Cavalca l’onda, batti il ferro finché è caldo, carpe diem: esortazioni sempre valide per chi ottiene i primi riconoscimenti sulla scena internazionale, obbligato alla costanza per non far perdere l’attenzione del pubblico in favore di qualche altro emergente. Vale persino – e abbastanza curiosamente – per un pianista unico al mondo e quasi settantenne, che per svantaggio geografico e una grave carenza di relazioni pubbliche è rimasto nell’ombra sino a pochi anni fa, cogliendo solo oggi i frutti del suo stoicismo umano e artistico.
Oggi l’ucraino Lubomyr Melnyk delizia le platee di tutta Europa con i suoi recital immersivi e commoventi, espressione di una sensibilità fuori dal tempo (benché inequivocabilmente contemporanea) che sembra non lasciare indifferente nessuno. È il suo momento di gloria a lungo dovuto, e perciò non è improbabile che la permanenza nel roster di Erased Tapes (escludendo la parentesi su Sony Classical di “Illirion”) sia una scelta di mera opportunità: la label inglese, che ha accompagnato Nils Frahm verso una celebrità quasi spropositata, è una sicurezza non da poco in merito a visibilità e promozione presso un pubblico ben definito ma in continua crescita – quello del neoclassicismo, per l’appunto – e al cospetto di un talento realmente singolare come quello di Melnyk chi avrebbe cuore di biasimarlo?
Sulla scia del precedente “Rivers And Streams” (2015), il nuovo Lp “Fallen Trees” torna a coniugare la poetica della continuous music all’ispirazione naturalistica: nel caso specifico si aveva già un precedente con la suite bipartita “The Voice Of Trees” per tre tube e due pianoforti, edita soltanto nel 2011 ma incisa con mezzi propri nel lontano 1985; quello datato a oggi è invece un classico “album” che porta il titolo del brano in cinque movimenti che occupa la seconda facciata.
Eccezion fatta per “Son Of Parasol”, sèguito dinamico e rigoroso di un accorato episodio di tre anni fa, “Fallen Trees” riconferma appieno (diremmo definitivamente) il percorso intrapreso da Melnyk in direzione di un afflato melodico debordante e inarrestabile, eredità di un romanticismo che ha toccato vette di paragonabile intensità forse più in letteratura che in musica.

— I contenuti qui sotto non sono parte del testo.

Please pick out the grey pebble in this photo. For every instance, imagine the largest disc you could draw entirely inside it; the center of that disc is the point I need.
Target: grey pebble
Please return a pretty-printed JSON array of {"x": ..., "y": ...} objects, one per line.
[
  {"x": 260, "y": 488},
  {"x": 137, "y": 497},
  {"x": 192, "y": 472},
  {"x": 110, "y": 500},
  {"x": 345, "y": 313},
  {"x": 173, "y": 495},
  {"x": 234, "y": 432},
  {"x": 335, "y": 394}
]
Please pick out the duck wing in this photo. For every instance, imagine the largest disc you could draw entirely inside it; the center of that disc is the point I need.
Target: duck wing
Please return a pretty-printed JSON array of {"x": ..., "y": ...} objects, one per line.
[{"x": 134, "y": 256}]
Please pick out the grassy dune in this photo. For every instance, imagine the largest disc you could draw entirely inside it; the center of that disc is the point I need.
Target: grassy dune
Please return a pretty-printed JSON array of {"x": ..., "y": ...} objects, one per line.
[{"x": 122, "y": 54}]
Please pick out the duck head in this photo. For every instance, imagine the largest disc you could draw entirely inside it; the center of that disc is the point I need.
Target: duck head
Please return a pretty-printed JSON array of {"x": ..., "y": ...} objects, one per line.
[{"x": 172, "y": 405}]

La “Barcarolle” del pianista mistico è l'ennesimo atto di abbandono totale al fluire armonico delle dita sulla tastiera, estremizzando la lezione glassiana con fitti arpeggi di velluto, limpidi e infinitamente rilucenti.
Il solo rammarico che permane all'ascolto degli ultimi lavori è la mancanza di condizioni ottimali in fase di registrazione e missaggio, come se l'intero processo fosse ancora sostanzialmente affidato ai mezzi di fortuna di Melnyk anziché a tecnici del suono esperti e coscienziosi. Una pecca che risulta particolarmente evidente nel movimento centrale della title track, dove all'apice dello sviluppo narrativo si aggiungono dei cori e un violoncello, sovrapposti in maniera tutt'altro che ordinata alla traccia principale.
Ma la dirompente forza emotiva di un simile prodigio creativo è tale da non indebolirsi nemmeno a fronte di una produzione carente: anche quando, come in questo caso, la scrittura all'origine non presenta alcuna sorpresa per chi abbia seguito il maestro ucraino negli ultimi cinque anni, il solo realizzarsi “fisico”, performativo della sua intelligenza melodica – in un intreccio tissurale dall'equilibrio incrollabile – mantiene ogni promessa e rinnova lo stupore della prima volta.
Come a dire che la “ripetizione differente” rimarrà sempre un affascinante ossimoro, indissolubilmente legato alle molteplici manifestazioni del minimalismo, corrente ormai entrata di diritto nella classicità.